Les élèves sous-officiers, un genou à terre, lors de la cérémonie du dévoilement de leur grade de gendarme. Ici, à l’école de Chaumont (Photo: école de gendarmerie de Chaumont).

La Gendarmerie : voyage au cœur d’une Institution en marche

La Gendarmerie a-t-elle un ADN particulier ? L’Essor a posé la question à des gendarmes d’active et retraités, ainsi qu’a un historien de l’Arme.

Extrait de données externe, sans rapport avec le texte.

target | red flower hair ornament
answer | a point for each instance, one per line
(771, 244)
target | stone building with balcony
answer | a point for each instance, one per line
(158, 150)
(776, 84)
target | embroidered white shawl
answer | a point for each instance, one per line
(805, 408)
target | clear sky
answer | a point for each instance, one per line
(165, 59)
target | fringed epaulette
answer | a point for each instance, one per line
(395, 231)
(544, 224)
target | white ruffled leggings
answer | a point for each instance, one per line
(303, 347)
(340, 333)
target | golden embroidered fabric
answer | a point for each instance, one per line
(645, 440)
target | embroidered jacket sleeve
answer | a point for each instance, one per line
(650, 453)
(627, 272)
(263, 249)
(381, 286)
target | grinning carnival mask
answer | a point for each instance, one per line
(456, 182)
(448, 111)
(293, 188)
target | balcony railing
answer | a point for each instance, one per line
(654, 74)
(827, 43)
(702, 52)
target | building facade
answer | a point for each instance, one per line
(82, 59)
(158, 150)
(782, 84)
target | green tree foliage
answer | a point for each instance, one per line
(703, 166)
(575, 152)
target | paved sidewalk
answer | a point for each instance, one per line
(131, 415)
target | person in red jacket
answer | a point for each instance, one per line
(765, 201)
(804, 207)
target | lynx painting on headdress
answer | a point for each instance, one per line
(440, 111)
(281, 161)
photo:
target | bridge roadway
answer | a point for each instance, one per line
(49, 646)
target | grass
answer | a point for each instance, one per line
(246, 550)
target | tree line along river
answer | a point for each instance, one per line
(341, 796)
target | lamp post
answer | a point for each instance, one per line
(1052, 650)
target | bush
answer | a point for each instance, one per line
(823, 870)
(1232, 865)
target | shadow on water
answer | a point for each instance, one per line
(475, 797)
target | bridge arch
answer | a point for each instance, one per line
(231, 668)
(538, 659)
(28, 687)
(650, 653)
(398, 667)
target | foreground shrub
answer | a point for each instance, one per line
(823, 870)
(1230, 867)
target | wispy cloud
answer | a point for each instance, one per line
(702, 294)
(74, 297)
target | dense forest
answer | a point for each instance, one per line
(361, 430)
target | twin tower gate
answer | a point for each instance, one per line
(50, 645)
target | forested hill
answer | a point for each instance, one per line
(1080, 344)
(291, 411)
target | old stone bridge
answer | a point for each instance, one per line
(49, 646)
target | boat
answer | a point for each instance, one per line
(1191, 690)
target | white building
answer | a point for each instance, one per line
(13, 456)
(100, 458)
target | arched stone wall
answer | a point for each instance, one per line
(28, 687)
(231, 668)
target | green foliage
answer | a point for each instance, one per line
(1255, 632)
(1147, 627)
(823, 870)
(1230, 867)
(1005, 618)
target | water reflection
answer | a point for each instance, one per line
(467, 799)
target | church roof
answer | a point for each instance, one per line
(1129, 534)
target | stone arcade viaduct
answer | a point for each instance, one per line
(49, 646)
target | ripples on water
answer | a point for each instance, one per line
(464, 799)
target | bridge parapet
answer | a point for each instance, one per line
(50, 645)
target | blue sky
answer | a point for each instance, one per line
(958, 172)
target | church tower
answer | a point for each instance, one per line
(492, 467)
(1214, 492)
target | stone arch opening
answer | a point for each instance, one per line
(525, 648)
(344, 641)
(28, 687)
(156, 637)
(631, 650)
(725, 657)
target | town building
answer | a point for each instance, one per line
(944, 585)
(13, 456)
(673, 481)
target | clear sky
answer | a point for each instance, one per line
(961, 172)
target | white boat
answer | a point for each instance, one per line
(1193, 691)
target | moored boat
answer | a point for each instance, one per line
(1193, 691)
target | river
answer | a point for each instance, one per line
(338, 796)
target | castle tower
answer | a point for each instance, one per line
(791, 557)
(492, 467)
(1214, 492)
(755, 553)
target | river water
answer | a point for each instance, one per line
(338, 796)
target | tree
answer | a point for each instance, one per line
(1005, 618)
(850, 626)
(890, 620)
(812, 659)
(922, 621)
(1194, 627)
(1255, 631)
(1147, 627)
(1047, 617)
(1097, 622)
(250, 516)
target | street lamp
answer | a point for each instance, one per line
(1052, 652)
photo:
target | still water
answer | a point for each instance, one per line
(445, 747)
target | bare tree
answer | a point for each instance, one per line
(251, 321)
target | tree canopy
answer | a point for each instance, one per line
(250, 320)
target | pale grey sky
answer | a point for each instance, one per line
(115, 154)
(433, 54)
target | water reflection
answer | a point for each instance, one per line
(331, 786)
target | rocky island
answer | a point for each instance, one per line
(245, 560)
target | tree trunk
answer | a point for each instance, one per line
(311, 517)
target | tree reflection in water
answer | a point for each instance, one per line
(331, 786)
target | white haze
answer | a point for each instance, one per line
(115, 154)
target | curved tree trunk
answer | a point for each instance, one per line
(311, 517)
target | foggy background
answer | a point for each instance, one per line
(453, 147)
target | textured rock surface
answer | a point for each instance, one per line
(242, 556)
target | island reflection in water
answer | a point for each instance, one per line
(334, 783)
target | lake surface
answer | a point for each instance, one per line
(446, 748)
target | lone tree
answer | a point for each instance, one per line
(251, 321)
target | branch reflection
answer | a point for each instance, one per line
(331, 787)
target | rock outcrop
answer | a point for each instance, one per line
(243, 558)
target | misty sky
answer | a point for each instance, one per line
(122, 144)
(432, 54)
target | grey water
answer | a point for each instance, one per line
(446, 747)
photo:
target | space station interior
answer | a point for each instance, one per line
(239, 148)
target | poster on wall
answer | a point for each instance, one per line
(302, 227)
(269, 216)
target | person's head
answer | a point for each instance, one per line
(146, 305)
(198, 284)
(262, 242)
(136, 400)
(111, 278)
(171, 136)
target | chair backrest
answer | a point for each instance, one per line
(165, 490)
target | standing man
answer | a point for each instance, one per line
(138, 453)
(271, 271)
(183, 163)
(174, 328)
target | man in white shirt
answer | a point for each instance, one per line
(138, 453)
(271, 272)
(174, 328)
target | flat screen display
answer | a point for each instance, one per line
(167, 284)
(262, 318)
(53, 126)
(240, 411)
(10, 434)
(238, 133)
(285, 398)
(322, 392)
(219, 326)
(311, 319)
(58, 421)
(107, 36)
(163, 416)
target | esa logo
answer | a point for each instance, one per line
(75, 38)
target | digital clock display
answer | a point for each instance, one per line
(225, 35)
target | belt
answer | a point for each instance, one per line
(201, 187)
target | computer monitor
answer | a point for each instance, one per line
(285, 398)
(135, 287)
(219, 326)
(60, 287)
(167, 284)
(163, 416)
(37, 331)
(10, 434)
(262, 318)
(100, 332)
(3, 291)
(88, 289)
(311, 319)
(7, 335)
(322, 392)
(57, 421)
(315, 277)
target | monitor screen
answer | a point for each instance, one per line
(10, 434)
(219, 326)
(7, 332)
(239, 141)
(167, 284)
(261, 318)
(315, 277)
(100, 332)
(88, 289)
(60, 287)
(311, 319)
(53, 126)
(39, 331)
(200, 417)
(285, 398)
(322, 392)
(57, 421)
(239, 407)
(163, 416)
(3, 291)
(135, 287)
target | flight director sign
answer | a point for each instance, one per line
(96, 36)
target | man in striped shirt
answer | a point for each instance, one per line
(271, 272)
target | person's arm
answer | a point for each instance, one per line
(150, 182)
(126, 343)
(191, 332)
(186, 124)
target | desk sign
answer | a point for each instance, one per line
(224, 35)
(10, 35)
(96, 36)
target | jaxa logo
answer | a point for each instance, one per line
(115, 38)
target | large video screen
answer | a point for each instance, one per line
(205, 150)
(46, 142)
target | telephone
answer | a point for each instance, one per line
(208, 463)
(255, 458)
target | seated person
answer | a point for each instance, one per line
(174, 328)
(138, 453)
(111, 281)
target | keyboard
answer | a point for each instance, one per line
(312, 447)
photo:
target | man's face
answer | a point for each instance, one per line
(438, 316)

“La militarité de la Gendarmerie ne lui fournit pas seulement une matrice, un cadre d’emploi et un mode d’action. Elle constitue un enjeu et contribue à l’image, positive ou non, que les autorités, les autres forces de sécurité et la société lui renvoient.” En deux phrases, l’historien et professeur émérite de la Sorbonne Jean-Noël Luc définit ainsi la militarité comme l’essence même de l’Arme.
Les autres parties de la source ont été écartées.